The museum’s renovation plan will see one of its two buildings, the historic residence of General Dimitrios Kallergis, hosting administrative services while the adjacent more contemporary structure will house an updated display of its collections on all of its three levels, which will be fully accessible to all.
Furthermore, new digital technologies like audio descriptions, interactive applications and floor and wall projections will create an exhibition narrative where artefacts will be protected yet visually fully exposed by transparent materials, and categorized in thematic units.

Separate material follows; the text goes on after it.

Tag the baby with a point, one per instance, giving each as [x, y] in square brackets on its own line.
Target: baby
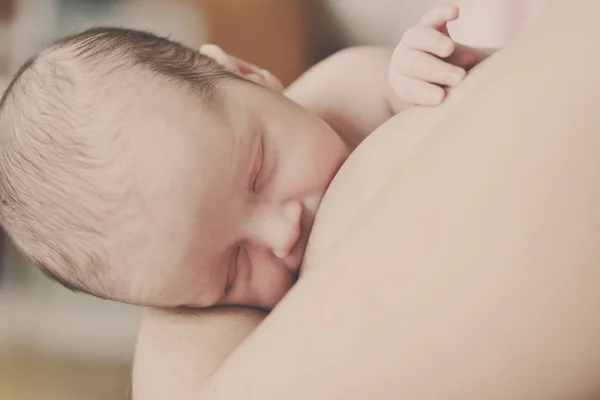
[139, 170]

“The revamped Argos archaeological museum will allow visitors to embark on a journey that will help them understand the complex and rich political and social history of the ancient city,” said Culture Minister Lina Mendoni.
Since the 1960s, the museum has been housed in a building complex comprised of two distinctively different architectural structures: the neoclassical Kallergis residence built in 1830 and converted into a museum during 1956-1957 and the adjacent modernist wave 1959 building designed by Russian architect Youri Fomine.
The two structures will now be linked and both lead to the museum’s courtyard, which used to house inlaid mosaic tiles from 6th century AD Argos with depictions of the twelve months and scenes of hunting and Dionysian revels.
The old exhibition in the museum included finds, mostly pieces of pottery and sculpture, from the excavations of the current Ephorate of Antiquities of Argolis and the French Archaeological School at the prehistoric settlement of Aspida, the Mycenaean necropolis at Deirada, the ancient agora, the Argos theatre, the Roman baths, as well as the excavations of the American School of Classical Studies in Lerna.
According to Mendoni, the revamped Archaeological Museum together with the local Byzantine Museum and Epigraphic Museum will create a unique cultural park worthy of Argos’ long history.
The museum had been closed since 2014, with renovation works jointly funded by Greece and the European Union.